Yes, but housing will not be provided until two days before your program begins. CLI will provide airport pick-up and drop-off service even if you wish to arrive early, and can also help you in finding accommodation until you can move into CLI's arranged accommodation.
The truth is, it depends. Many students reach advanced proficiency within a year; others progress more slowly. The road to fluency depends on the focus each individual dedicates to learning and using Chinese every day and his/her knack for languages. Every student is different.
Moreover, defining fluency is not a straightforward endeavor. One can be conversationally fluent in Chinese, but unable to read or write. And even within literacy, the ability to recognize characters is significantly simpler than recalling and writing those same 汉字 by hand. Fortunately computers and smartphones make this task much easier.
The Chinese Ministry of Education has devised and refined a Chinese proficiency testing system, called HSK (Hànyǔ Shuǐpíng Kǎoshì), that presents six levels. HSK 1 requires knowledge of 150 characters; HSK 2 – 300; HSK 3 – 600; HSK 4 – 1200; HSK 5 – 2500; and HSK 6 – 5000 Chinese characters. While the system can be useful for goal setting and measuring progress, it primarily tests written and listening ability, and can’t fully capture the stages required to achieve the fluidity in conversation. The equivalent of the HSK is TOFL (Test Of Chinese as a Foreign Language) or 華語文能力測驗 (Huáyǔwén Nénglì Cèyàn) in Chinese. This is Taiwan's national standardized test designed and developed by the National Taiwan Normal University. Instead of six levels, it consists of three different "bands" - A, B and C.

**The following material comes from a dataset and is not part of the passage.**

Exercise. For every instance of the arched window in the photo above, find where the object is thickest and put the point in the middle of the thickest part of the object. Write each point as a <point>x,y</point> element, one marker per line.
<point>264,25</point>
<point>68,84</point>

Learning the Chinese language can be thought of as progressing up an inverted pyramid. At the first level, the range of everyday words is actually quite limited. Picking up beginner Chinese is straightforward and achievable. Learn the pronouns, numbers, question words, key nouns, verbs, and adjectives, and memorize and often practice a few key grammatical structures, and you’ll move on to the second level in no time. As you move up the inverted pyramid, the height between levels is always constant, yet the breadth of vocabulary and topics continues to expand.
Each year, CLI welcomes many students who start from 零基础 and surpass HSK 3 in 3-4 months and HSK 5 in 8-12 months. HSK 6 generally takes two or more years of focused study.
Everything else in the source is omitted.